The U.S. already struggles to provide adequate force protection for its own remote military bases throughout the region, which have sustained more than 170 attacks since Oct. 17. The deadliest of those attacks was directed at Tower 22 in Jordan, which resulted in the deaths of three U.S. service members.
Those attack numbers do not include Houthi attacks on commercial shipping and U.S. Navy vessels in the Red Sea and Gulf of Aden. The latest took place on Mar. 9; U.S. and Coalition forces reportedly downed at least 28 uncrewed aerial vehicles in response.
Nonetheless the wheels are already in motion to create this new vulnerability. The U.S. Army Vessel General Frank S. Besson departed Joint Base Langley-Eustis, Virginia, on Mar. 9 for the Eastern Mediterranean, carrying the equipment necessary to build the temporary pier. Despite the President’s assurance that no U.S. boots will be on the ground, American service members will be directly involved in the construction and security of the pier.
Building the aircraft while in flight is generally a bad technique, especially with all the bad actors intent on killing Americans and harming Gazans.

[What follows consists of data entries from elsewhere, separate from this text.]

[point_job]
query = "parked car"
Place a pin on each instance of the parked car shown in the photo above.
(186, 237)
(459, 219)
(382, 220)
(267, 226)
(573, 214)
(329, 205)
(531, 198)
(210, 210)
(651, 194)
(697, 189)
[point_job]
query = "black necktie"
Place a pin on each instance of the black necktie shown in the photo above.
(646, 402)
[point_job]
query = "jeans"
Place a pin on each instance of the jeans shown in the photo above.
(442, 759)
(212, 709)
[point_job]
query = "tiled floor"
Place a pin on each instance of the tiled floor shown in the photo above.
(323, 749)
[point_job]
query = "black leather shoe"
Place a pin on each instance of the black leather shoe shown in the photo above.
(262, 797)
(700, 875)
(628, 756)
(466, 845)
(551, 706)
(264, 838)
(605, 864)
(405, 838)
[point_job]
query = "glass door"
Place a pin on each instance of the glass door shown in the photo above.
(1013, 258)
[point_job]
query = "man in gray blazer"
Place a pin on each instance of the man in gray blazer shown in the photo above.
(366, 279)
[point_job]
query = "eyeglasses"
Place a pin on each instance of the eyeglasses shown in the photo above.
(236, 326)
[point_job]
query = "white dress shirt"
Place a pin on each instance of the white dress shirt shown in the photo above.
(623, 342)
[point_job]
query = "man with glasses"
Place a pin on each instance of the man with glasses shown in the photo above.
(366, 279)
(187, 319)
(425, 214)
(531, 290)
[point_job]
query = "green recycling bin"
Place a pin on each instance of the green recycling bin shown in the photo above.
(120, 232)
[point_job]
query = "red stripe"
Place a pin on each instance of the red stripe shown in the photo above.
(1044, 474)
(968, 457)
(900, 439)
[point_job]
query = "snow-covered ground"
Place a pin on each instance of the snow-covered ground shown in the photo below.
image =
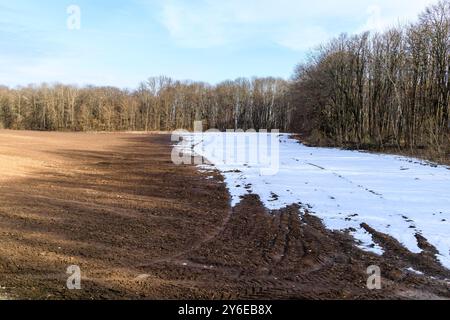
(394, 195)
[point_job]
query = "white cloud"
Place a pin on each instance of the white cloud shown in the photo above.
(294, 24)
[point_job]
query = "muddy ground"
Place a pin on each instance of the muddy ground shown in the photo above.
(140, 227)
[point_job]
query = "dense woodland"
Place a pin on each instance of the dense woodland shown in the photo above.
(379, 90)
(384, 90)
(159, 104)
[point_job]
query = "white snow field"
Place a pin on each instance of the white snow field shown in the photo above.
(394, 195)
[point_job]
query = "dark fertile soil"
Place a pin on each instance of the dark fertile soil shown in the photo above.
(140, 227)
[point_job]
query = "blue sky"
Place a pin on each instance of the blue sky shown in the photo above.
(123, 42)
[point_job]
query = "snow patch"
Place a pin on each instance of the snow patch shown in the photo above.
(398, 196)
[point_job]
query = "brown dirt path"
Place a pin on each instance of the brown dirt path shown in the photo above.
(142, 228)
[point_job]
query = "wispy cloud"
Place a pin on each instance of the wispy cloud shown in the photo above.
(293, 24)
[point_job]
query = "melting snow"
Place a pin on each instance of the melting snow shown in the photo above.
(394, 195)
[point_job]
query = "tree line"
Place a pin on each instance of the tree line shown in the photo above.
(381, 90)
(389, 89)
(159, 104)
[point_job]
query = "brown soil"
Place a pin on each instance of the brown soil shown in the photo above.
(140, 227)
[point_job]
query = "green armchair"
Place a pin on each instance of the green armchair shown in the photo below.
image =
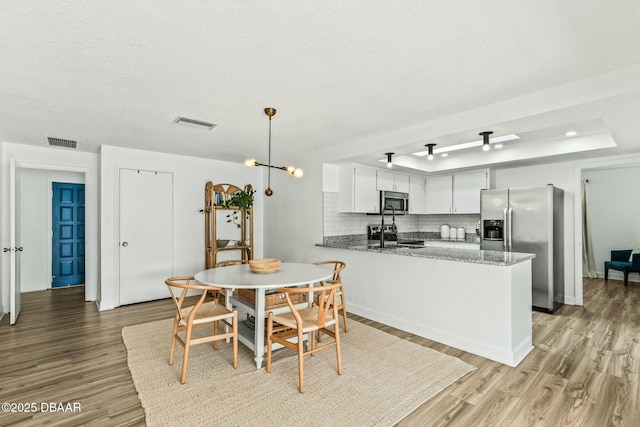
(620, 261)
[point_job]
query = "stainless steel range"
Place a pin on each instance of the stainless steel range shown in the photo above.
(390, 236)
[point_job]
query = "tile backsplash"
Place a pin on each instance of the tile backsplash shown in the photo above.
(339, 223)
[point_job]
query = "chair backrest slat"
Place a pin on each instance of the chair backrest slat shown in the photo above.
(181, 286)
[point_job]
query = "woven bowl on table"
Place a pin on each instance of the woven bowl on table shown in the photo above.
(265, 265)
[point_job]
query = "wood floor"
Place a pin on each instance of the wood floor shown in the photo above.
(583, 372)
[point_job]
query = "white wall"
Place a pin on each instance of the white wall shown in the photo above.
(34, 224)
(61, 160)
(190, 175)
(613, 208)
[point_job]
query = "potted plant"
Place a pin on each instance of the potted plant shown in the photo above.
(243, 200)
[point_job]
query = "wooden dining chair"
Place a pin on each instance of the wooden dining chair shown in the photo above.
(338, 266)
(320, 316)
(200, 314)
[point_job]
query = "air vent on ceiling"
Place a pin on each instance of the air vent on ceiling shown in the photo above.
(195, 123)
(62, 143)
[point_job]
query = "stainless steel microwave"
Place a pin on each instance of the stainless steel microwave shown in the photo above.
(398, 201)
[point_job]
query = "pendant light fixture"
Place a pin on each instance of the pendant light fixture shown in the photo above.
(296, 172)
(389, 162)
(430, 149)
(485, 139)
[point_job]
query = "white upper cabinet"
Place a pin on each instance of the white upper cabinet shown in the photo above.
(439, 194)
(417, 195)
(466, 191)
(458, 193)
(391, 181)
(357, 187)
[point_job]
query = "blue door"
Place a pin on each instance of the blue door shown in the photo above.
(68, 235)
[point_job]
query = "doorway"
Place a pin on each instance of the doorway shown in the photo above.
(31, 206)
(68, 236)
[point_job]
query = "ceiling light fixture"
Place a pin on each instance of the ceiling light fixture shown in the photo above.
(297, 172)
(389, 162)
(485, 139)
(430, 150)
(468, 145)
(194, 123)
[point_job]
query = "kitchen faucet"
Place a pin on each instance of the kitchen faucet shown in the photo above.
(382, 225)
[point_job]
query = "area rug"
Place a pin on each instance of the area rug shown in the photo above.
(384, 379)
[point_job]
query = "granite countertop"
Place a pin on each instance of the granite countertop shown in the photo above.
(476, 256)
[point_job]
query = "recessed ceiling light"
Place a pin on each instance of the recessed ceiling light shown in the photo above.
(478, 143)
(194, 123)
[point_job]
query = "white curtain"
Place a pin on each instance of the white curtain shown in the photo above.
(588, 263)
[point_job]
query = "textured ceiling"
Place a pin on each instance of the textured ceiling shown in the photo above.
(350, 79)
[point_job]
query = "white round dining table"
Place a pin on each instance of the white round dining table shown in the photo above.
(240, 276)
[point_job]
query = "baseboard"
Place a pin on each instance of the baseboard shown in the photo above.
(509, 358)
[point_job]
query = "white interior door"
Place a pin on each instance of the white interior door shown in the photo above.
(146, 235)
(14, 280)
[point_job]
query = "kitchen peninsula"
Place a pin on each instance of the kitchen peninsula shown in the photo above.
(475, 300)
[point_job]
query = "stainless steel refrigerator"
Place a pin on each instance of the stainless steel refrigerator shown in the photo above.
(530, 220)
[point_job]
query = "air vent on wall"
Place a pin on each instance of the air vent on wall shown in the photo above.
(194, 123)
(62, 143)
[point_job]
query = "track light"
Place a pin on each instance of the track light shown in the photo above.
(389, 162)
(485, 139)
(430, 149)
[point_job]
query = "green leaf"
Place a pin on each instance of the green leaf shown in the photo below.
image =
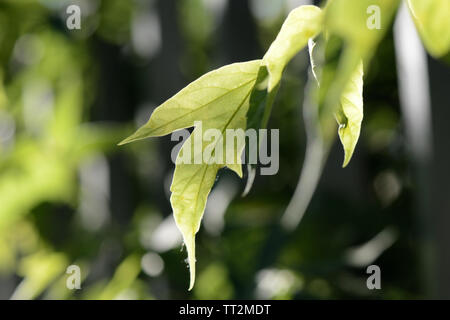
(433, 23)
(220, 99)
(362, 24)
(350, 114)
(302, 24)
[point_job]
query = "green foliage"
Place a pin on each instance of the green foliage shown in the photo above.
(301, 25)
(350, 114)
(220, 99)
(225, 98)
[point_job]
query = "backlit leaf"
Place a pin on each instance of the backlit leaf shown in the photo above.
(220, 100)
(350, 114)
(302, 24)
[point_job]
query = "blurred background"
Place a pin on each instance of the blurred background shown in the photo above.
(70, 195)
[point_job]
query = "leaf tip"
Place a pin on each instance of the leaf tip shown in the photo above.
(189, 241)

Security is essential, and for now, not locked in. According to Air Force Maj. Gen. Pat Ryder, the Pentagon’s press secretary, it will take “over 1,000 U.S. forces to participate in building” the temporary pier. “As far as the timeframe…several weeks, likely up to 60 days in order to deploy the forces and construct the causeway and the pier.”
That sounds a lot like “boots on the ground,” doesn’t it?
As former U.S. Army Chief of Staff General Gordon S. Sullivan has said, “Hope is not a method.” Hoping Hamas does not target the pier is a dereliction of duty. But that is exactly what Ryder tried to sell reporters on March 8, when he said, “If Hamas truly believes that the people, the Palestinian people are suffering, then why would they want to take this aid and use it for themselves to support their terrorist organization? Or do they truly care about the Palestinian people and want this aid to get to them? So, one would hope that this aid will get to the people that are most deserving and in need.”
Neither the General nor the White House seem to know this enemy. They would do well to brush up on the sage advice of Sun Tzu in “The Art of War”: “If you know the enemy and know yourself, you need not fear the result of a hundred battles. If you know yourself but not the enemy, for every victory gained you will also suffer a defeat. If you know neither the enemy nor yourself, you will succumb in every battle.”
They apparently have not learned a thing from interactions with the Taliban since 2021, nor from the actions of Hamas since Oct. 7. If they had, they would understand that there can be no more Abbey Gates. Yet here we likely are, witnessing one in the making.
Col. (Ret.) Jonathan Sweet served 30 years as a military intelligence officer. Mark Toth writes on national security and foreign policy.